Customer: Excuse me, where is your non-fiction section?
Salesgirl: What type of non-fiction are you looking for?
Customer: Harry Potter.
Bookstore
Milwaukee, Wisconsin
Guy: Did you see his hickie? It's huge!
Girl: He has a hickie? But I thought he was gay!
Avenue of the Stars
Century City, California
Tour guide, showing statue of Athena to students: Does anybody know who that is?
Student: Abraham Lincoln.
Berkeley, California
Substitute teacher to class: I have a theory that everything in the world is derived from grilled cheese sandwiches.
Student: What about things made out of meat?
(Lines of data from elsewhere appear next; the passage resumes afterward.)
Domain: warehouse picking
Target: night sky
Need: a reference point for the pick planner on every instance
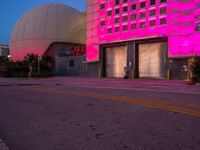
(11, 10)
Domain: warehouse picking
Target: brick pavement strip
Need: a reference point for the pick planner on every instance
(3, 145)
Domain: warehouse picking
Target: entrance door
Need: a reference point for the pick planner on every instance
(116, 60)
(179, 69)
(153, 60)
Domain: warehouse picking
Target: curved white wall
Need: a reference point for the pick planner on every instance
(41, 26)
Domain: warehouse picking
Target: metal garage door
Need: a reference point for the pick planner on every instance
(153, 60)
(116, 60)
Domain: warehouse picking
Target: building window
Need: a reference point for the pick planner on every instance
(163, 10)
(117, 2)
(142, 25)
(71, 63)
(117, 20)
(163, 1)
(133, 7)
(197, 27)
(152, 23)
(142, 15)
(109, 30)
(110, 13)
(102, 23)
(125, 27)
(152, 12)
(125, 9)
(102, 6)
(142, 4)
(163, 21)
(125, 18)
(152, 2)
(133, 26)
(133, 16)
(117, 29)
(117, 11)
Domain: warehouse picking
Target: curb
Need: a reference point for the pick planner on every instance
(3, 145)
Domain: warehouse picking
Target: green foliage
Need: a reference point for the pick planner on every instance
(22, 68)
(195, 68)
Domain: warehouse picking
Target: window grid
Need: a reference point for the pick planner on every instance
(131, 10)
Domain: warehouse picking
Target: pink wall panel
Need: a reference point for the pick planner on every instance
(179, 26)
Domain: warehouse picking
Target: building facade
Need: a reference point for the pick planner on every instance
(143, 38)
(4, 50)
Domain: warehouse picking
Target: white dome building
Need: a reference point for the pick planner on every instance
(40, 27)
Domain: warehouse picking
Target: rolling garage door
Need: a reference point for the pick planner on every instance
(116, 60)
(153, 60)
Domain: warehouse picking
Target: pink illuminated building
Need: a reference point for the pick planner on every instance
(143, 38)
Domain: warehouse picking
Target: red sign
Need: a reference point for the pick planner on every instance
(78, 51)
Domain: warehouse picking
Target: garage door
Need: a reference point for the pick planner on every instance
(153, 60)
(116, 60)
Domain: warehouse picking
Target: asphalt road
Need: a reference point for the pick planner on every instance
(99, 114)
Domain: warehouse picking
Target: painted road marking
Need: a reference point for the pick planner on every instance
(172, 106)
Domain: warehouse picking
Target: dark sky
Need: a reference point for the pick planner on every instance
(11, 10)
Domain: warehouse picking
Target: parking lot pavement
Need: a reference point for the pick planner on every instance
(100, 114)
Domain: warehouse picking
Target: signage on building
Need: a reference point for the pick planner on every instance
(78, 51)
(73, 51)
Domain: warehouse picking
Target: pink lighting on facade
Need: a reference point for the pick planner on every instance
(174, 19)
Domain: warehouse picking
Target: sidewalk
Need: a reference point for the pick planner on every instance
(3, 145)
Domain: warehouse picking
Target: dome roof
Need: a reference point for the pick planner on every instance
(41, 26)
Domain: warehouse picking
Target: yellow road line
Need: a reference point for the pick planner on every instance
(163, 105)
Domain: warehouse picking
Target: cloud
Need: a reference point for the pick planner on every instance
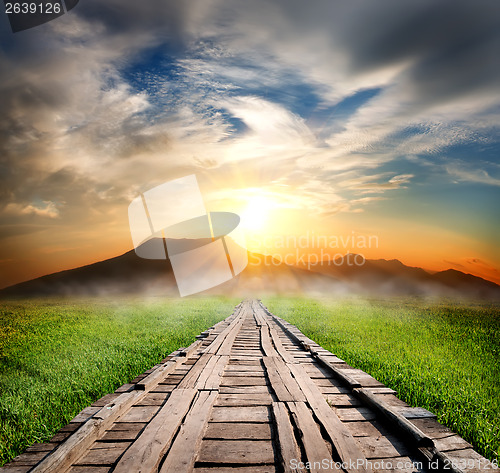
(465, 174)
(119, 96)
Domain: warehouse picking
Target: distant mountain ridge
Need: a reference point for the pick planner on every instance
(129, 274)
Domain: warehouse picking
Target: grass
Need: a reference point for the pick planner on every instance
(58, 356)
(443, 356)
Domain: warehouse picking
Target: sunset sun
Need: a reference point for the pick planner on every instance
(256, 214)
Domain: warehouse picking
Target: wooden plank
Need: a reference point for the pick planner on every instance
(244, 390)
(146, 452)
(244, 452)
(416, 413)
(432, 428)
(284, 386)
(191, 378)
(468, 461)
(279, 346)
(454, 442)
(184, 450)
(239, 469)
(75, 446)
(139, 414)
(265, 340)
(314, 444)
(355, 414)
(240, 414)
(89, 469)
(103, 456)
(395, 417)
(342, 400)
(238, 431)
(346, 446)
(244, 373)
(289, 450)
(382, 447)
(244, 400)
(152, 399)
(210, 378)
(239, 381)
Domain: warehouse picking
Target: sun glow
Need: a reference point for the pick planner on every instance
(256, 214)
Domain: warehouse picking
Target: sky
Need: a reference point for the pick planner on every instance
(326, 118)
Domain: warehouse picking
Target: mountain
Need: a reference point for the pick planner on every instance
(391, 277)
(129, 274)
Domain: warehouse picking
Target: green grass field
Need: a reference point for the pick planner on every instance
(441, 356)
(59, 356)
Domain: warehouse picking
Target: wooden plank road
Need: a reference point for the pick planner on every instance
(251, 395)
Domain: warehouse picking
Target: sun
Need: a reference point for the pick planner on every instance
(256, 214)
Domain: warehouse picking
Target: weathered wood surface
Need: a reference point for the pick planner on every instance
(251, 395)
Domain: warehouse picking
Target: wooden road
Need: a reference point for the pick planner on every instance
(252, 395)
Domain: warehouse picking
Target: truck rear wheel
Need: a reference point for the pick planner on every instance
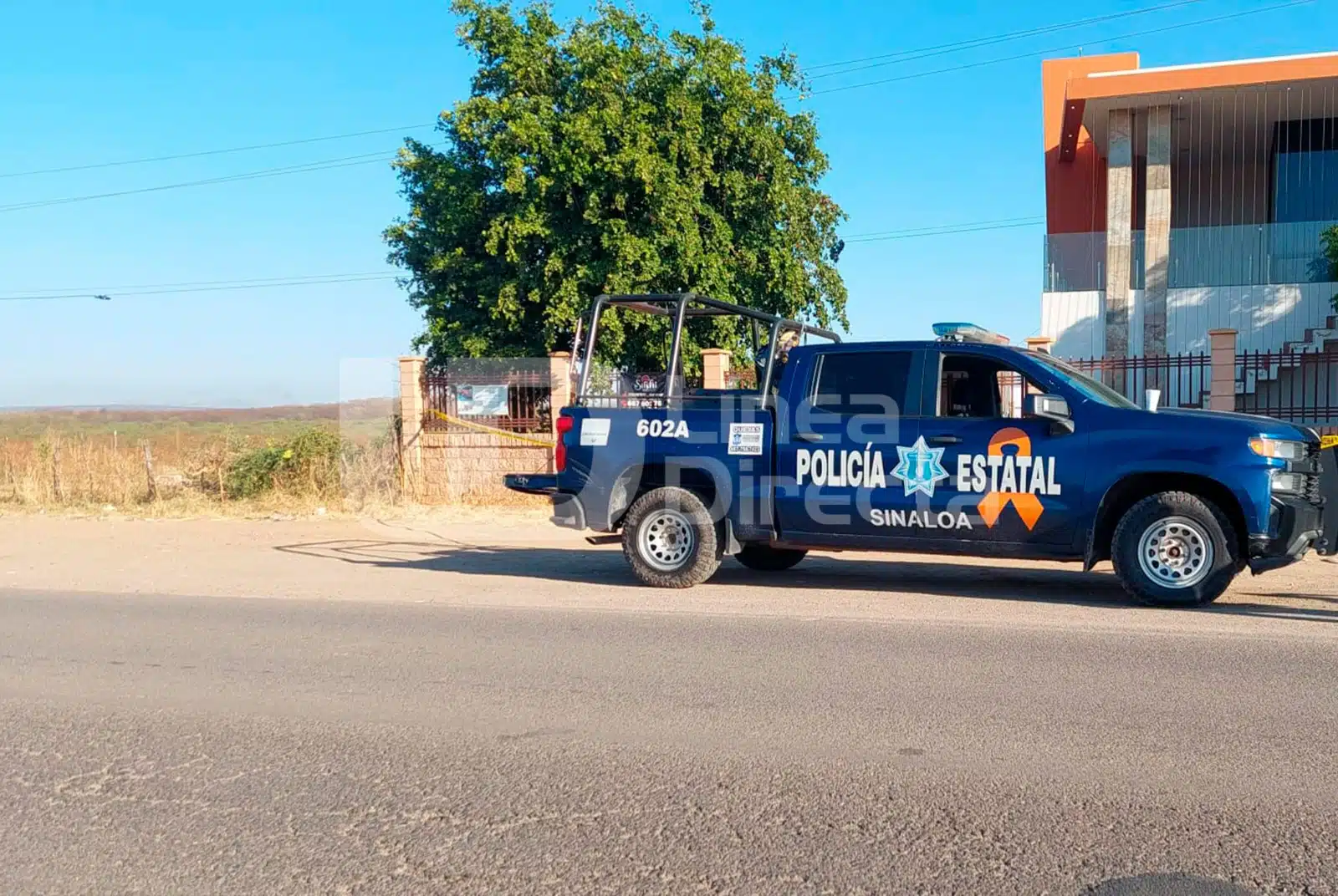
(766, 558)
(1174, 550)
(669, 539)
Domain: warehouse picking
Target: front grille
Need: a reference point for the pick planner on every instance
(1313, 492)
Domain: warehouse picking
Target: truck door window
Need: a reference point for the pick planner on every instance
(862, 383)
(972, 385)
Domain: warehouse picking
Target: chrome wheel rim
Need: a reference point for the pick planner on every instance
(666, 539)
(1175, 552)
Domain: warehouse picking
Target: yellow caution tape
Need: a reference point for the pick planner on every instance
(492, 430)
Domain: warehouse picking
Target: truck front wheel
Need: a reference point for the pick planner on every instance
(669, 539)
(766, 558)
(1174, 550)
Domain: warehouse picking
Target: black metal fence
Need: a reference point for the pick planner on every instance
(1183, 380)
(1289, 385)
(466, 401)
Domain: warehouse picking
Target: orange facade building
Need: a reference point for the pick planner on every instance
(1187, 198)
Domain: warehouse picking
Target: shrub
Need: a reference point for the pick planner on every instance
(305, 465)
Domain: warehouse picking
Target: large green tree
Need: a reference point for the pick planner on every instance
(606, 158)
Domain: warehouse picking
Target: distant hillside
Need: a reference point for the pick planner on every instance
(98, 416)
(356, 419)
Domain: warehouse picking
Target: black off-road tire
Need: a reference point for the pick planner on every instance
(766, 558)
(1166, 506)
(671, 508)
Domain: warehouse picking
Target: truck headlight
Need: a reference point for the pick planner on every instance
(1278, 448)
(1289, 483)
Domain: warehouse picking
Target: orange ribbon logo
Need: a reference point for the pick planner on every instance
(1028, 506)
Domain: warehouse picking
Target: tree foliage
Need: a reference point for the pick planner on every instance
(608, 158)
(1329, 242)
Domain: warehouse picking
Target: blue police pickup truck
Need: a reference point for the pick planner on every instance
(958, 445)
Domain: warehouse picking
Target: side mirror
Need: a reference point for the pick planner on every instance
(1049, 407)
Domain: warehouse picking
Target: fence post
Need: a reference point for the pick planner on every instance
(1222, 395)
(411, 425)
(57, 486)
(1040, 343)
(715, 368)
(149, 471)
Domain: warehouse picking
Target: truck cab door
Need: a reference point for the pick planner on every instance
(1012, 481)
(843, 418)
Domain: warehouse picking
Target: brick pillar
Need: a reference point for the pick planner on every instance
(1157, 233)
(715, 368)
(1040, 343)
(1119, 220)
(559, 384)
(412, 401)
(1222, 395)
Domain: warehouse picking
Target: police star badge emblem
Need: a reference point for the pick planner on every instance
(920, 467)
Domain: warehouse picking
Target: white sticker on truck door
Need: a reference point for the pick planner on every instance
(746, 438)
(595, 431)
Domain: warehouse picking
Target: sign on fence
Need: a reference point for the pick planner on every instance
(483, 400)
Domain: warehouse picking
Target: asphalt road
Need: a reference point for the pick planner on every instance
(181, 746)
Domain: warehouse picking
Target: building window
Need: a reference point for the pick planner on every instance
(1305, 171)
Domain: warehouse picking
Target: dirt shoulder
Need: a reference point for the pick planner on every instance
(517, 559)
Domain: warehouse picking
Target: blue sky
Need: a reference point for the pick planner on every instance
(98, 82)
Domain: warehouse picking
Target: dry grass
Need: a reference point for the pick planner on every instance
(95, 471)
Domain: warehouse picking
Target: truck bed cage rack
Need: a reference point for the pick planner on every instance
(682, 307)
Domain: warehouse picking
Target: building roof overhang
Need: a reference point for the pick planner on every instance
(1090, 95)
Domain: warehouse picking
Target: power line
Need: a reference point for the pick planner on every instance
(974, 227)
(204, 153)
(247, 176)
(204, 287)
(941, 50)
(1054, 50)
(873, 234)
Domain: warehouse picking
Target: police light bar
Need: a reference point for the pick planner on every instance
(968, 333)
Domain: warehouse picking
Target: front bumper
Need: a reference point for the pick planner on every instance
(1300, 525)
(1328, 542)
(568, 510)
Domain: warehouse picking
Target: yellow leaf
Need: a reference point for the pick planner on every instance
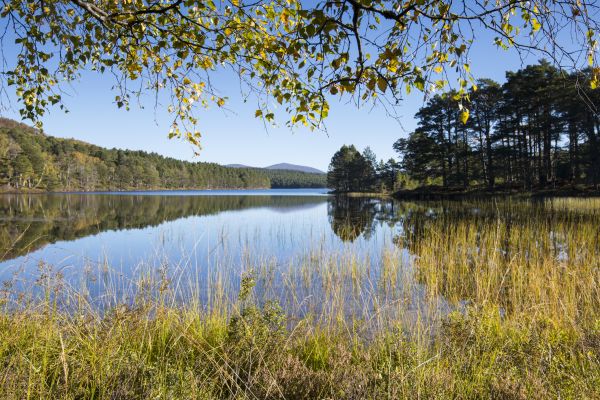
(381, 84)
(464, 116)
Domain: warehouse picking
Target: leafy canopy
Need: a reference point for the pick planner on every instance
(291, 54)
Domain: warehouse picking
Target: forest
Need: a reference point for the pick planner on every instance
(353, 171)
(30, 160)
(538, 130)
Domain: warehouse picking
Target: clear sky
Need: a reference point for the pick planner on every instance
(237, 136)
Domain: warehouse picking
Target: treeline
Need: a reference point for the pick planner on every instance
(538, 130)
(353, 171)
(31, 160)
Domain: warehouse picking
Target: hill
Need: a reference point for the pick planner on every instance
(294, 167)
(282, 167)
(30, 160)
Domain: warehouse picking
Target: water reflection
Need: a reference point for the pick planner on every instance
(314, 254)
(29, 222)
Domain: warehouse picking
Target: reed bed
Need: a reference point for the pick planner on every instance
(486, 299)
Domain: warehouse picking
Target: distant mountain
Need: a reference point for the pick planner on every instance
(238, 166)
(294, 167)
(38, 162)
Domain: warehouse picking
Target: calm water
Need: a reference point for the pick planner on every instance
(305, 244)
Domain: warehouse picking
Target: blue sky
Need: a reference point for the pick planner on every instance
(237, 136)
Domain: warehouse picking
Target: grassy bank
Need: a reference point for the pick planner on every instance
(160, 352)
(460, 193)
(520, 280)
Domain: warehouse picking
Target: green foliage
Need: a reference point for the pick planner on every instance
(32, 160)
(538, 130)
(351, 171)
(289, 51)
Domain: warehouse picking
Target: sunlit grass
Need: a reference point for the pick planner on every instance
(491, 300)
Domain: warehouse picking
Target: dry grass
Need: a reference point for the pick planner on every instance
(501, 302)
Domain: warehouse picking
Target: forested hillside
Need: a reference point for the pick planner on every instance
(32, 160)
(540, 129)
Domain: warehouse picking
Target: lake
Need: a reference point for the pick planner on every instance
(314, 253)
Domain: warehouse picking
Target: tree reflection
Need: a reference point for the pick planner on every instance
(351, 217)
(28, 222)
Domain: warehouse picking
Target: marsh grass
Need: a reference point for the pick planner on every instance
(491, 300)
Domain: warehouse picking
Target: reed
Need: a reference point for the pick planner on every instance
(480, 300)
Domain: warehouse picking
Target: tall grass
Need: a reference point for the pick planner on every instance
(480, 300)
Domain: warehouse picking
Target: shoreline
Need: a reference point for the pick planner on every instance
(108, 191)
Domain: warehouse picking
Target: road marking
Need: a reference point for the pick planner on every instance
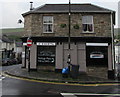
(68, 94)
(90, 94)
(1, 77)
(60, 83)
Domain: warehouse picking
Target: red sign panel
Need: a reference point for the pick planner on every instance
(29, 42)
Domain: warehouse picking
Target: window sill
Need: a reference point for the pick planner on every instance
(48, 32)
(88, 33)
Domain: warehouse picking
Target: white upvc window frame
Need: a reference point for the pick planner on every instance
(88, 21)
(47, 23)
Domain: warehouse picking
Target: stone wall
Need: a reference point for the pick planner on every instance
(33, 24)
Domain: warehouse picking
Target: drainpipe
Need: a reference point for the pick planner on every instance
(69, 55)
(113, 48)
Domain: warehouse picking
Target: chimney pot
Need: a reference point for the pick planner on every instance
(31, 5)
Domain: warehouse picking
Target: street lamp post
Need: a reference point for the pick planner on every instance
(69, 55)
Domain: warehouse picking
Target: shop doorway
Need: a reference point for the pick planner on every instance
(46, 55)
(97, 61)
(97, 56)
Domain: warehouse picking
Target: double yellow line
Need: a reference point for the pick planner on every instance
(60, 83)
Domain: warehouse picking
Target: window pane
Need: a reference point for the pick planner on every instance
(90, 28)
(47, 28)
(87, 19)
(84, 27)
(47, 19)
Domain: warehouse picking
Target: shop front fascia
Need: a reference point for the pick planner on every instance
(77, 51)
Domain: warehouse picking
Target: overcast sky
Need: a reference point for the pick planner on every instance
(11, 10)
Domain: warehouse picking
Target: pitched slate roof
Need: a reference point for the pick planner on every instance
(4, 38)
(118, 44)
(64, 8)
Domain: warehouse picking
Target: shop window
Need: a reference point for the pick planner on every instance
(87, 24)
(47, 24)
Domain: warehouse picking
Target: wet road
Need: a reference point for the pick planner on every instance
(13, 86)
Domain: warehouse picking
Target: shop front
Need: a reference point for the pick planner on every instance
(84, 51)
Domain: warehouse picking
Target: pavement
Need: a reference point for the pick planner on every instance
(44, 75)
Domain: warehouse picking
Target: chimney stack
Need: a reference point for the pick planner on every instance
(31, 5)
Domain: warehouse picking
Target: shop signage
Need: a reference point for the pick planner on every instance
(46, 43)
(96, 44)
(29, 42)
(96, 55)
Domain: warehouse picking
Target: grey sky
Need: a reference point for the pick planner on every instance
(11, 10)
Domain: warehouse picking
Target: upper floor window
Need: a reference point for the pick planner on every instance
(48, 24)
(87, 23)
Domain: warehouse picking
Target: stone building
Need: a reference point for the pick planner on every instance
(91, 29)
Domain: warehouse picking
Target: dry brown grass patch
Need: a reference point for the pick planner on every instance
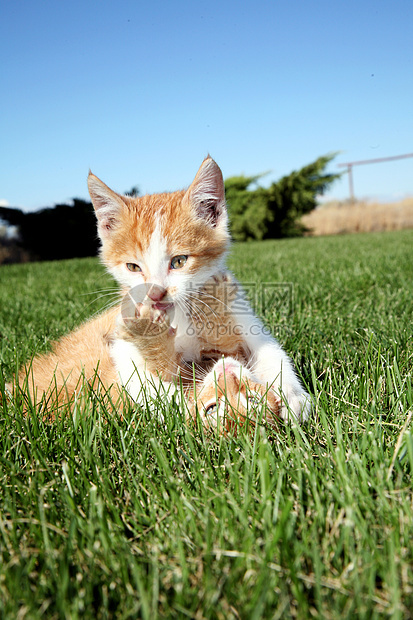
(342, 217)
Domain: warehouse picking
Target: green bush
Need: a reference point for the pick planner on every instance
(274, 212)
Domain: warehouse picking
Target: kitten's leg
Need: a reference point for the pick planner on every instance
(144, 352)
(270, 363)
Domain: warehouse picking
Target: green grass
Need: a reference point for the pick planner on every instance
(103, 516)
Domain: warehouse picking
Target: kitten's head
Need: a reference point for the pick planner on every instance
(229, 396)
(168, 241)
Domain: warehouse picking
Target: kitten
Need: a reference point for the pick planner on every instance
(165, 248)
(224, 394)
(230, 396)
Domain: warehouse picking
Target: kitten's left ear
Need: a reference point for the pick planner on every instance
(107, 204)
(207, 193)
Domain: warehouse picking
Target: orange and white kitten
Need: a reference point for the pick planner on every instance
(224, 394)
(229, 397)
(164, 249)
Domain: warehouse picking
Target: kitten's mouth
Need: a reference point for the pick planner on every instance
(163, 305)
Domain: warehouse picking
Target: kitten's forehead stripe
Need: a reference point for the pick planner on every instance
(156, 257)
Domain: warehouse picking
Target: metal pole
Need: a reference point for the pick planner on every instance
(350, 182)
(349, 166)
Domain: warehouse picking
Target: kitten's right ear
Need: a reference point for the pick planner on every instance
(107, 204)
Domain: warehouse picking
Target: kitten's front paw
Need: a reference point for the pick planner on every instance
(146, 320)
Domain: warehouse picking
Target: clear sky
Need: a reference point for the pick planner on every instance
(140, 91)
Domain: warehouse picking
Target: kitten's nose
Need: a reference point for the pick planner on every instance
(156, 293)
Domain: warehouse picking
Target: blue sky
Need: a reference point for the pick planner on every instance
(141, 91)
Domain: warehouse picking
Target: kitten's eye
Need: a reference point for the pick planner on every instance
(133, 267)
(211, 409)
(178, 261)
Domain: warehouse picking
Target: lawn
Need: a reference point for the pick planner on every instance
(103, 516)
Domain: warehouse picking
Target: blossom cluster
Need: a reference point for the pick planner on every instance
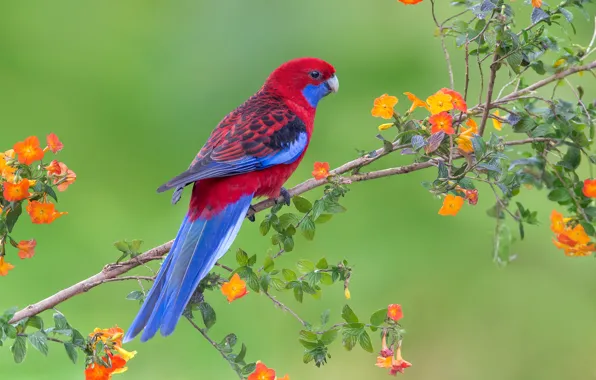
(107, 355)
(27, 182)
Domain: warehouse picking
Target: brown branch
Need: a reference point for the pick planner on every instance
(494, 67)
(112, 272)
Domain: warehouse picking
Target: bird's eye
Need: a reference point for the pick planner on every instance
(315, 74)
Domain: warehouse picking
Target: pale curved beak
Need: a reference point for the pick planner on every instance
(333, 83)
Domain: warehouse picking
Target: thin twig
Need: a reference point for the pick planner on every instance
(284, 307)
(491, 86)
(445, 51)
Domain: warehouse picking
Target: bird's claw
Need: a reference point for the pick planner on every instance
(286, 196)
(177, 194)
(250, 215)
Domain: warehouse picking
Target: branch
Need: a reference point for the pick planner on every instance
(112, 272)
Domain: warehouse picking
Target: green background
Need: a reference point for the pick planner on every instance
(133, 89)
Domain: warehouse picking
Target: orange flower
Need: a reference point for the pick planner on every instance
(457, 100)
(99, 372)
(464, 140)
(54, 168)
(395, 312)
(439, 102)
(558, 224)
(113, 334)
(4, 266)
(385, 126)
(471, 196)
(384, 362)
(383, 106)
(262, 373)
(26, 248)
(321, 170)
(398, 364)
(54, 143)
(28, 151)
(589, 188)
(17, 191)
(6, 170)
(442, 122)
(234, 289)
(451, 205)
(67, 177)
(43, 213)
(496, 122)
(415, 102)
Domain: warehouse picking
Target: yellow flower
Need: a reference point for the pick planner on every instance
(439, 102)
(496, 122)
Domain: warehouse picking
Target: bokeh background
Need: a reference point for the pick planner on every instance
(133, 88)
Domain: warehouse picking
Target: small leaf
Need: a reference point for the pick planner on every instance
(348, 315)
(365, 342)
(289, 274)
(378, 317)
(268, 265)
(71, 351)
(302, 204)
(19, 349)
(329, 336)
(305, 266)
(308, 228)
(208, 314)
(241, 257)
(39, 341)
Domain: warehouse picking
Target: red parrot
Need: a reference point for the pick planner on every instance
(251, 153)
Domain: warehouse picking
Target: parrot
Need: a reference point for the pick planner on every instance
(250, 154)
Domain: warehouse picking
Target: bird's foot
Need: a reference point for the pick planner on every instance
(177, 194)
(250, 215)
(286, 196)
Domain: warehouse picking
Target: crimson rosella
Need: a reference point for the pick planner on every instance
(251, 153)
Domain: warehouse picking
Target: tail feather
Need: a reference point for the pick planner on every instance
(198, 245)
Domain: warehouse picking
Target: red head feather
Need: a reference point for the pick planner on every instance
(290, 79)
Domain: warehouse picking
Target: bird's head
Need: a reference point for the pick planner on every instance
(306, 80)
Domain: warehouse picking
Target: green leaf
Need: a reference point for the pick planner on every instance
(308, 228)
(323, 218)
(135, 295)
(325, 317)
(308, 335)
(208, 314)
(19, 349)
(60, 321)
(122, 246)
(365, 342)
(289, 274)
(298, 293)
(287, 220)
(39, 341)
(560, 194)
(329, 336)
(378, 317)
(302, 204)
(268, 264)
(348, 315)
(322, 264)
(71, 351)
(305, 266)
(479, 146)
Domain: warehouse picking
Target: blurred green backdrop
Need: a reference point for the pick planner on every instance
(133, 88)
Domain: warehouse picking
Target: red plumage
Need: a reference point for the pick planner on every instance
(249, 129)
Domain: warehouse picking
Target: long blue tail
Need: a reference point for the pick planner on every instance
(198, 245)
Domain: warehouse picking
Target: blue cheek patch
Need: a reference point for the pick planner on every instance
(313, 93)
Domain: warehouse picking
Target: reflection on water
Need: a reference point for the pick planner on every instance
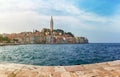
(60, 54)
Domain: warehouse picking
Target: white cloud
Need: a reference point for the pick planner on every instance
(25, 15)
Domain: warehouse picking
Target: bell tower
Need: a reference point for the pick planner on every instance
(51, 24)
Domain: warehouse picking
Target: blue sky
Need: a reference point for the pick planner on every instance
(98, 20)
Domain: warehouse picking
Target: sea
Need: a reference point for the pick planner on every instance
(60, 54)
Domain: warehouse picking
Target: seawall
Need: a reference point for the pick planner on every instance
(105, 69)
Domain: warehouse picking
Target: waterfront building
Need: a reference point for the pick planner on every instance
(46, 36)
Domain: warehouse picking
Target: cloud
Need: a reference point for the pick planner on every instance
(26, 15)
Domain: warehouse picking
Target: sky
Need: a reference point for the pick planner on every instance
(98, 20)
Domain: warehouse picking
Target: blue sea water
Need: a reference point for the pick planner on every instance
(60, 54)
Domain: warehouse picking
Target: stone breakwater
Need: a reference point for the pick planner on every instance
(106, 69)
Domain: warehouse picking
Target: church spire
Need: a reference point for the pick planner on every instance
(51, 24)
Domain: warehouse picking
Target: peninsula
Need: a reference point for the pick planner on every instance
(45, 36)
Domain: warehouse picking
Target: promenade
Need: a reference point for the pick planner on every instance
(106, 69)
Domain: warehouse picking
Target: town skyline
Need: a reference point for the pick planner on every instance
(96, 20)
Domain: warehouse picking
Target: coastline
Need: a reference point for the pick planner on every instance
(105, 69)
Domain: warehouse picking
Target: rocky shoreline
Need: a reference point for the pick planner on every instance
(105, 69)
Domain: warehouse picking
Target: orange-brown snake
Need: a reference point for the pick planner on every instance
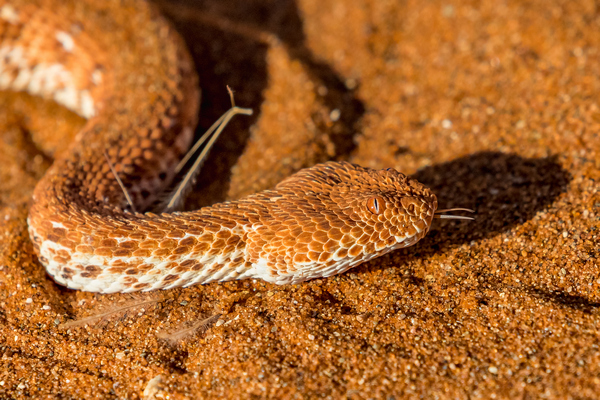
(138, 89)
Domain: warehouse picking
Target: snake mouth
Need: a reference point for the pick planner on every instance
(438, 214)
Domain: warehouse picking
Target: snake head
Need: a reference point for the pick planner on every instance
(336, 215)
(392, 209)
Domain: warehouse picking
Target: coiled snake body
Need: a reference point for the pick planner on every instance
(138, 89)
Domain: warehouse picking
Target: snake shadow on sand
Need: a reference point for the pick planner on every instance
(505, 190)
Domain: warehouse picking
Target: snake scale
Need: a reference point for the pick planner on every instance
(138, 90)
You know, like animals and people?
Substitute teacher: That's where my theory ends.
High School, Missouri
Overheard by: can's wait to graduate
Queer #1: Is that pastrami? That was the best pastrami I’ve ever had.
Queer #2: Did you just ejaculate confetti?
Maryland and Euclid Avenue
St. Louis, Missouri
Camp counselor: Do you know if Bill has a Jack, offhand?
Camp Cory
Penn Yann, New York
Overheard by: i refuse to speculate
Ten-year-old girl to passing adult man: What's your name?
Mother, scolding: Do you have to hit on every man you see?